Il convient de se prononcer sur ces différents moyens.

1- sur les obligations de couverture et de règlement des cautions intimées

Lorsqu'un terme est stipulé dans un acte de cautionnement, la garantie de la caution porte sur les dettes nées entre le débiteur principal et le créancier durant la période de couverture et la caution n'est donc plus tenue aux dettes nées postérieurement à la survenance de ce terme.

En principe, le fait que la caution soit appelée postérieurement à la date limite de son engagement est sans incidence sur son obligation de règlement.

Toutefois et par exception les parties peuvent convenir, par une stipulation expresse (comme cela résulte de la doctrine de la Cour de cassation, notamment Cass com 1er juin 2023, pourvoi n° 21-23-850, publié au bulletin) de la restriction dans le temps du droit de poursuite.

Ce délai d'engagement des poursuites, constitutif d'un terme extinctif au-delà duquel les poursuites ne pourront plus intervenir, s'analyse en un délai de forclusion.

En l'espèce, la mention manuscrite de l'ensemble des cautions, à laquelle renvoyait l'article 7.1 des conditions particulières du prêt pour déterminer le montant et la durée leurs engagements, et qui précédait leurs signatures, était ainsi formulée :

' En me portant caution de MBLG dans la limite de la somme de (...) euros (exprimés, dans chaque acte, en lettres et en chiffres) couvrant le paiement du principal, des intérêts et le cas échéant des pénalités ou intérêts de retard et pour la durée du 108 mois, je m'engage à rembourser aux prêteurs les sommes dues sur mes revenus et mes biens si MBLG n'y satisfait pas lui-même. En renonçant au bénéfice de discussion défini à l'article 2298 du code civil et en m'obligeant solidairement avec MBLG, je m'engage à rembourser le créancier sans pouvoir exiger qu'il poursuive préalablement MBLG'.

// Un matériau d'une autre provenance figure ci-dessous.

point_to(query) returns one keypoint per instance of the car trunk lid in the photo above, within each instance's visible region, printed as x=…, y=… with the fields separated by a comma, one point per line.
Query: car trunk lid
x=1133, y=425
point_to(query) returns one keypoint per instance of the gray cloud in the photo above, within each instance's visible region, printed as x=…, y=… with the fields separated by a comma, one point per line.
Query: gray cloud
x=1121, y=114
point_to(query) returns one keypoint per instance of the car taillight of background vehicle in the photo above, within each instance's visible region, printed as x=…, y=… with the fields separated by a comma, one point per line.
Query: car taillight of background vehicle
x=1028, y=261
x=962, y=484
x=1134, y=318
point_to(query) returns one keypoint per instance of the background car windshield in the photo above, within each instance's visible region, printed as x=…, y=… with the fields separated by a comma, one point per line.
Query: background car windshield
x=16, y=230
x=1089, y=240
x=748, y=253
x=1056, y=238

Pour affirmer que leur obligation de règlement avait pour terme le 24 décembre 2016, les intimés ne peuvent se prévaloir, aux fins de transposition, de la doctrine de la Cour cassation issue des deux arrêts qu'ils invoquent.

Force est d'abord de constater qu'ils ne reproduisent, dans leurs conclusions, que la motivation tronquée de la Cour de cassation dans son arrêt rendu le 26 janvier 2016 alors qu'elle retenait en cette espèce qui n'a de commun avec le présent litige qu'une prolongation du délai de l'engagement de la caution en regard de la durée du prêt, une limitation dans le temps du droit de poursuite en énonçant également: ' Attendu que selon l'arrêt attaqué (...) l'acte précisait 'que le délai supplémentaire était prévu pour permettre à la banque d'agir contre la caution au titre de son obligation de règlement' .

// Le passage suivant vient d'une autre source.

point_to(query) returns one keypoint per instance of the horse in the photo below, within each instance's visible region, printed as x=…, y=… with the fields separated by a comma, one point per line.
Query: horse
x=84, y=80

Une telle mention ne figure pas dans les actes de cautionnement litigieux.

Pas davantage peuvent-ils tirer argument de l'arrêt inédit rendu par la Cour de cassation le 12 juin 2019 pour prétendre que celle-ci considère 'désormais' qu'en l'absence de mention particulière ou précision quant à la durée du cautionnement, il y a ambiguïté dans le contrat, dont l'interprétation relève du juge du fond, et approuve l'interprétation en faveur de la caution en retenant que le terme manuscritement fixé concernait l'obligation de couverture mais aussi celle de règlement.

En cette espèce étrangère au présent litige, il peut être relevé que le pourvoi portait sur la dénaturation de l'acte de cautionnement. Il appartenait par conséquent à l'intimé qui se prévaut de cette décision de se reporter aux termes précis du cautionnement en cause, lequel stipulait en son point 10 : 'le présent cautionnement est valable pour la durée indiquée ci-dessus, à laquelle je serai délivré de tous engagements envers la banque'.

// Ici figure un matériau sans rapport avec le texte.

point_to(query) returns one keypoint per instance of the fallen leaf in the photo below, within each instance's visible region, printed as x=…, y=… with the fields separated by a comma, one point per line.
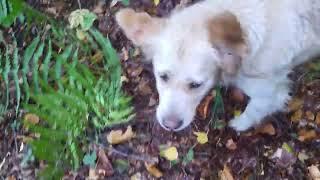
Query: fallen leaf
x=117, y=136
x=306, y=135
x=295, y=104
x=231, y=145
x=318, y=119
x=287, y=147
x=156, y=2
x=189, y=157
x=170, y=153
x=297, y=116
x=237, y=95
x=153, y=170
x=266, y=129
x=32, y=118
x=90, y=159
x=83, y=18
x=283, y=158
x=310, y=116
x=314, y=172
x=302, y=156
x=203, y=109
x=237, y=113
x=136, y=176
x=225, y=174
x=104, y=163
x=121, y=165
x=92, y=174
x=202, y=137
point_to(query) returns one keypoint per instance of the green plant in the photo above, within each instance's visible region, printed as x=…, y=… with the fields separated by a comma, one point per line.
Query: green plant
x=53, y=82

Cette mention ou une mention équivalente ne ressort pas, non plus, des actes de cautionnement litigieux.

Pour dire que les obligations de couverture et de règlement avaient un terme unique fixé au 25 décembre 2016, ne peut, pas davantage, être retenue, comme énoncé dans le jugement querellé dont messieurs [X] et [S] s'approprient la motivation, la qualification du contrat de cautionnement en un contrat d'adhésion et sa conséquence, à savoir que, dans le doute, il doit être interprété en faveur de celui qui s'engage.

Le cautionnement est, en effet, un acte unilatéral et la clause litigieuse ne s'analyse pas en une clause non négociable déterminée à l'avance par les parties créant, sans pouvoir être débattue, un déséquilibre significatif entre son rédacteur et celui qui s'engage.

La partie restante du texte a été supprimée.